In front of the security check, there is a sign in Chinese that reads "請把登機證出示一下" (Please show your boarding pass). The grammar is correct, but the sentence was still strange enough, when seen on a sign, to make Mrs. Taiwanonymous laugh out loud. The problem is that the usage of "yixia" (一下) is much too informal for a sign at the airport. The proper way of writing the sentence formally would be "請出示登機證".
The next thing I noticed was the sign in the picture above. The English message instructs us to remove coats and jackets. The more verbose Chinese message instructs us to "脫下上衣和大衣類等外套". This is supposed to mean "remove overcoats and jackets and other types of coat." However, in Taiwan, shangyi (上衣) is not used to mean jacket. It just means "top," which usually means shirt or blouse. So this sign made me laugh because it looks like it is instructing us to take off our shirts for the security check. (The sign might be perfectly acceptable to Chinese speakers from other regions, but I can't comment on that.)

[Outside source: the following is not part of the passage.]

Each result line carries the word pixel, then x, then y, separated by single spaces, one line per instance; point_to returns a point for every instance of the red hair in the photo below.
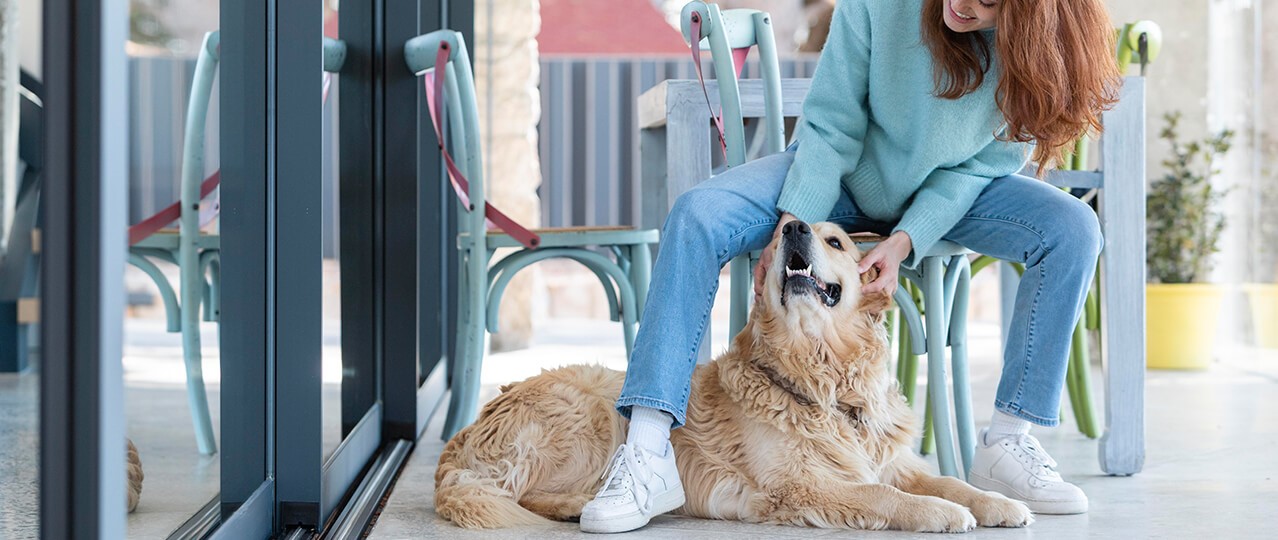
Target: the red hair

The last usage of Chinese I noticed was by one of the airport workers. The worker, a young Japanese woman, was talking in competent Chinese to a woman from Taiwan. The airport worker told the woman that she could not bring her big container of hot sauce on the airplane because it was over three ounces of liquid. The woman protested that she bought the hot sauce in the duty-free area, and if it was illegal to bring aboard the plane then they shouldn't be selling it. This did not help things. She then offered to open the container of hot sauce and pour off the top layer of hot oil so that the container would no longer contain an excessive amount of liquid. It looked like the Japanese worker was not going to accept this offer, but I didn't get to see the resolution. I had thought this kind of farce only happened in America, but there it was happening in Japan. Nonetheless, America can still take the blame for exporting this ridiculousness.